I takes me for a while to figure out how to stop Flume from rolling small files, but into a big file (e.g 128 MB). I read 2 books on Flumes and none of them showing me how to accomplish that! Even Flume docs doesn't show you to do that neither.
I started Google and have to put pieces together and here's the working config for Flume to roll in the file size you want. This config for JMS queue.
The magic is "JmsAgent.sinks.HDFS.hdfs.minBlockReplicas = 1"!
JmsAgent.sources = JmsSrc
JmsAgent.channels = MemChannel
JmsAgent.sinks = HDFS
JmsAgent.sources.JmsSrc.type = jms
JmsAgent.sources.JmsSrc.initialContextFactory = ...
JmsAgent.sources.JmsSrc.connectionFactory = ...
JmsAgent.sources.JmsSrc.providerURL = ...

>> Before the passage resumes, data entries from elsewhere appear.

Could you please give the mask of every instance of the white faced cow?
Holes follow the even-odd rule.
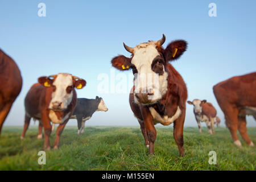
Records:
[[[174,123],[174,136],[180,155],[185,154],[183,125],[187,98],[183,79],[168,61],[180,57],[187,49],[182,40],[162,46],[166,37],[156,42],[149,41],[134,48],[123,43],[131,57],[118,56],[112,65],[121,71],[133,70],[134,86],[130,94],[130,105],[141,125],[148,153],[154,154],[156,131],[154,125],[170,125]]]
[[[82,88],[86,82],[68,73],[41,77],[38,82],[32,86],[25,98],[25,123],[20,138],[24,138],[30,119],[33,118],[40,121],[39,131],[42,131],[40,127],[44,129],[44,148],[50,149],[52,121],[60,124],[53,146],[53,149],[58,149],[60,135],[76,105],[75,88]]]

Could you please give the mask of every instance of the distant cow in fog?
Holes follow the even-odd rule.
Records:
[[[217,111],[212,104],[207,102],[206,100],[201,101],[198,99],[195,99],[192,102],[188,101],[187,102],[194,106],[193,110],[199,128],[199,133],[201,133],[200,122],[205,122],[208,133],[211,134],[214,133],[214,124],[216,123],[218,126],[220,119],[216,116]]]
[[[39,120],[39,127],[44,129],[44,148],[50,149],[52,121],[60,124],[53,145],[53,149],[58,149],[60,135],[76,105],[75,88],[82,88],[86,81],[71,74],[59,73],[41,77],[38,82],[32,86],[25,98],[25,123],[20,138],[24,138],[31,118]]]
[[[187,42],[177,40],[164,49],[164,35],[158,41],[149,41],[130,47],[123,43],[131,57],[119,55],[111,61],[120,71],[131,69],[134,85],[130,93],[130,106],[138,119],[148,153],[154,154],[157,123],[174,123],[174,138],[180,156],[185,154],[183,126],[187,86],[181,76],[169,63],[180,57]]]
[[[0,49],[0,134],[13,104],[22,87],[20,72],[15,62]]]
[[[85,98],[77,98],[76,106],[70,118],[77,120],[77,135],[84,132],[85,121],[90,119],[95,111],[107,111],[108,107],[101,97],[96,97],[96,99]]]
[[[221,82],[213,86],[213,92],[234,144],[242,146],[237,137],[238,129],[243,140],[253,146],[247,133],[246,115],[251,115],[256,119],[256,72]]]

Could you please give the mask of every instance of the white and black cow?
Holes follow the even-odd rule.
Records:
[[[77,98],[76,106],[70,118],[77,120],[77,135],[84,132],[85,121],[90,119],[95,111],[106,112],[108,110],[101,97],[96,96],[96,99]]]

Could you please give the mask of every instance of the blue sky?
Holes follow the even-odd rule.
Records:
[[[40,2],[46,5],[46,17],[38,15]],[[208,15],[212,2],[217,5],[217,17]],[[109,107],[107,113],[94,113],[86,125],[138,126],[128,93],[98,93],[97,77],[110,75],[112,57],[129,56],[123,42],[133,47],[158,40],[163,33],[164,47],[177,39],[188,43],[182,57],[172,63],[187,84],[188,100],[212,102],[224,126],[212,86],[255,71],[255,7],[254,0],[1,1],[0,48],[15,60],[23,79],[5,125],[23,125],[24,98],[39,77],[68,72],[87,81],[77,90],[79,97],[101,96]],[[247,123],[256,126],[251,117]],[[185,126],[196,126],[188,105]]]

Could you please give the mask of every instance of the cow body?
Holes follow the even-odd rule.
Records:
[[[256,72],[235,76],[213,86],[213,92],[225,115],[225,123],[234,143],[241,147],[238,129],[243,140],[250,146],[253,142],[247,133],[246,115],[256,119]]]
[[[59,147],[60,137],[71,117],[76,105],[77,97],[74,85],[79,81],[82,82],[81,88],[85,85],[82,79],[76,81],[69,74],[60,73],[54,76],[53,80],[48,77],[40,77],[39,83],[32,86],[25,98],[25,124],[20,138],[22,139],[28,127],[30,119],[39,120],[39,133],[42,137],[42,129],[44,129],[44,146],[46,150],[50,149],[49,135],[51,132],[51,121],[60,124],[56,131],[54,149]],[[43,86],[44,85],[44,86]]]
[[[208,133],[210,134],[214,133],[214,124],[219,123],[220,119],[216,115],[217,111],[212,104],[207,102],[206,100],[201,101],[198,99],[195,99],[192,102],[188,101],[187,102],[194,106],[193,111],[199,128],[199,133],[201,133],[200,122],[205,122]]]
[[[22,78],[16,63],[0,49],[0,134],[10,110],[22,87]]]
[[[77,102],[71,119],[77,120],[78,132],[80,135],[84,132],[85,121],[89,119],[97,111],[107,111],[108,107],[101,97],[96,99],[77,98]]]
[[[178,59],[185,51],[187,43],[175,40],[164,49],[162,45],[165,39],[163,35],[158,41],[149,41],[134,48],[123,44],[132,57],[118,56],[112,63],[121,71],[133,70],[134,84],[129,96],[130,105],[141,125],[148,153],[154,154],[156,138],[154,125],[174,123],[174,139],[180,155],[183,156],[187,90],[181,76],[168,61]]]

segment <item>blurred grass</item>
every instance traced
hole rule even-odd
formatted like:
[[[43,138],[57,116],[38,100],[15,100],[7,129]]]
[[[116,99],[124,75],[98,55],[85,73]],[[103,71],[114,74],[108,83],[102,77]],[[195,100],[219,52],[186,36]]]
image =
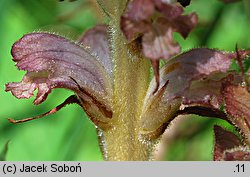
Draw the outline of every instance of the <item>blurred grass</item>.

JmsAgent.sources.JmsSrc.destinationName = ...
#default batchsize = 100
JmsAgent.sources.JmsSrc.batchSize = 500
JmsAgent.sources.JmsSrc.destinationType = QUEUE
JmsAgent.sinks.HDFS.type = hdfs
JmsAgent.sinks.HDFS.hdfs.useLocalTimeStamp = true
JmsAgent.sinks.HDFS.hdfs.path = hdfs://host/path/%Y-%m-%d
JmsAgent.sinks.HDFS.hdfs.filePrefix = jms_sample
JmsAgent.sinks.HDFS.hdfs.fileType = DataStream
JmsAgent.sinks.HDFS.hdfs.writeFormat = Text
JmsAgent.sinks.HDFS.hdfs.batchSize = 10000
#256mg = 268435456
#JmsAgent.sinks.HDFS.hdfs.rollSize = 268435456
#128mg = 134217728
JmsAgent.sinks.HDFS.hdfs.rollSize = 134217728
JmsAgent.sinks.HDFS.hdfs.rollCount = 0
#default rollInterval
JmsAgent.sinks.HDFS.hdfs.rollInterval = 0
JmsAgent.sinks.HDFS.hdfs.idleTimeout = 3600
JmsAgent.sinks.HDFS.hdfs.minBlockReplicas = 1
JmsAgent.channels.MemChannel.type = memory
JmsAgent.channels.MemChannel.capacity = 11000
JmsAgent.channels.MemChannel.transactionCapacity = 10000
JmsAgent.sources.JmsSrc.channels = MemChannel
JmsAgent.sinks.HDFS.channel = MemChannel
Have fun with Flume!